L'acidification des océans est une conséquence omniprésente de l'augmentation de la concentration de dioxyde de carbone dans l'atmosphère. Lorsque le CO₂ se dissout dans l'eau de mer, il forme de l'acide carbonique, ce qui abaisse le pH et réduit la disponibilité des ions carbonate nécessaires aux organismes calcifiants. Ce processus affecte les récifs coralliens, les coquillages, le phytoplancton et l'ensemble du réseau trophique marin, avec des répercussions en cascade sur les communautés côtières, la pêche, le tourisme et le patrimoine culturel. La vulnérabilité à l'acidification des océans n'est pas uniforme ; elle dépend d'une combinaison de facteurs naturels, de l'exposition à d'autres facteurs de stress et de la capacité de réaction par l'adaptation, l'atténuation et le renforcement de la résilience. Cet article propose une analyse, région par région, des zones où l'acidification des océans représente les risques les plus importants aujourd'hui et dans un avenir proche, en s'appuyant sur les tendances observées, les scénarios projetés et les interdépendances socio-économiques.
régions du Pacifique Nord
L'océan Pacifique Nord est un site majeur d'acidification des océans à l'échelle mondiale, en raison d'une forte absorption de CO2 et de processus physiques et biologiques complexes. Les régions tempérées et subarctiques, notamment certaines parties de l'ouest des États-Unis, d'Hawaï, de l'Alaska et les côtes du Japon et de l'Extrême-Orient russe, présentent des changements chimiques marqués dans l'eau de mer. Les remontées d'eau, comme celles observées au large des côtes d'Amérique du Nord et de certaines régions d'Asie de l'Est, amènent à la surface des eaux profondes riches en CO2, amplifiant l'acidité et diminuant la saturation en carbonate de calcium. Ces conditions chimiques menacent directement les organismes à coquille, tels que les ptéropodes et les jeunes mollusques, qui constituent des proies essentielles pour les grands prédateurs et les espèces d'importance commerciale. Les récifs coralliens de cette région subissent le stress combiné de plusieurs facteurs, dont le réchauffement climatique et les apports de nutriments liés à l'aménagement du littoral. La combinaison d'une forte exposition au CO2, de remontées d'eau fréquentes et d'une variabilité environnementale engendre une fragilité écologique et économique pour la pêche, l'aquaculture et le tourisme, qui dépendent d'écosystèmes marins sains.
Outre le stress chimique direct, le Pacifique Nord abrite de nombreuses communautés côtières qui dépendent des industries conchylicoles (huîtres, palourdes et moules), particulièrement sensibles à l'acidification des eaux durant leurs stades larvaires.

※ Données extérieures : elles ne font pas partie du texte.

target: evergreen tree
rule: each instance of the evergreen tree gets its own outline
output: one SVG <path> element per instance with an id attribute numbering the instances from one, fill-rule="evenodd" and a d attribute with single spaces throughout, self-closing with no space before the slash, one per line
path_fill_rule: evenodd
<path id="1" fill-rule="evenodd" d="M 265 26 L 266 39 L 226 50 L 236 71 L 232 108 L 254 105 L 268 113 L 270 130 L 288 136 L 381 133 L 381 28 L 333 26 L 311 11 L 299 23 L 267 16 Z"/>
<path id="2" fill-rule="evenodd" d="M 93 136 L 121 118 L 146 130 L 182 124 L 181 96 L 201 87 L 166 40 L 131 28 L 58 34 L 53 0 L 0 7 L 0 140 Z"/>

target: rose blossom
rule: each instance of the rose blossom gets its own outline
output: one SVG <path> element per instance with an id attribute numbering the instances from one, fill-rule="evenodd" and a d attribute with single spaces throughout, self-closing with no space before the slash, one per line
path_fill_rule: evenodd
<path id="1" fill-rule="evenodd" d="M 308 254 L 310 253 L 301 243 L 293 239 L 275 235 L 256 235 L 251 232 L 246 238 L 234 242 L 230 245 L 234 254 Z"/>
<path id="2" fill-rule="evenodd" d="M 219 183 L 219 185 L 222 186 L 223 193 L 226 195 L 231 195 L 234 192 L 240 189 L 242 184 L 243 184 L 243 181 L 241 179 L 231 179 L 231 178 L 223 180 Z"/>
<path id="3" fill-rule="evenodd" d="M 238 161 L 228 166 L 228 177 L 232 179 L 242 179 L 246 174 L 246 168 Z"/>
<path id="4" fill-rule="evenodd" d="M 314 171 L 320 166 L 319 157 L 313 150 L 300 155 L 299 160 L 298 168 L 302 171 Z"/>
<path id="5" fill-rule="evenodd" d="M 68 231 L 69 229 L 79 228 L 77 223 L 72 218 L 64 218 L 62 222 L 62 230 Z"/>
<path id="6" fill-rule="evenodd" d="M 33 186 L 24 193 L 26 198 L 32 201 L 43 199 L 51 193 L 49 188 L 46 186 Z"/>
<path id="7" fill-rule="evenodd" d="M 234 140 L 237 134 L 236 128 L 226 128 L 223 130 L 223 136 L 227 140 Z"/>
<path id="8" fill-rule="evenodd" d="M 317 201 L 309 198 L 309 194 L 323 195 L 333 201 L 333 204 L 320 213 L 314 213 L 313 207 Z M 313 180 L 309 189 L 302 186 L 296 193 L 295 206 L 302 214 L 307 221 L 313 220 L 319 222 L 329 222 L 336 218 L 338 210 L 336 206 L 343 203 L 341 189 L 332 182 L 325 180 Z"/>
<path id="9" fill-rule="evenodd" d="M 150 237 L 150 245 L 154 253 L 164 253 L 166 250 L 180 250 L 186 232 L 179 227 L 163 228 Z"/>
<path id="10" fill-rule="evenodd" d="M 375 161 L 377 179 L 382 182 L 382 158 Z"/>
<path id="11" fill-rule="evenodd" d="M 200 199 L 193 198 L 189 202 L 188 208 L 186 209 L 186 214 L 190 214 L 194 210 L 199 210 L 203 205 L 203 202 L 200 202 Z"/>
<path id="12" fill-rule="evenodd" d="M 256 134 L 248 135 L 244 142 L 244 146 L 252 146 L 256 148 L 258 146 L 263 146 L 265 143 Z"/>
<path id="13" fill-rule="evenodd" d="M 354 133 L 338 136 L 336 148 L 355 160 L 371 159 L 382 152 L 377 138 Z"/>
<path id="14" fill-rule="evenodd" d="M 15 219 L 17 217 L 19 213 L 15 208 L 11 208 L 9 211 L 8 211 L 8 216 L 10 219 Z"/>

Les communautés autochtones et les pêcheries artisanales risquent d'être touchées de manière disproportionnée en raison de leurs liens étroits avec les stocks locaux et de leurs possibilités de diversification limitées. Les programmes de surveillance dans cette région mettent l'accent sur la chimie des carbonates, la survie larvaire en milieu acide et l'interaction entre l'acidification et le stress thermique. Les stratégies d'adaptation comprennent la sélection de souches de mollusques résistantes, l'amélioration des pratiques d'élevage, une réglementation plus sélective des pêches afin de réduire le stress sur les populations vulnérables et la diversification des moyens de subsistance pour réduire la dépendance à un seul stock.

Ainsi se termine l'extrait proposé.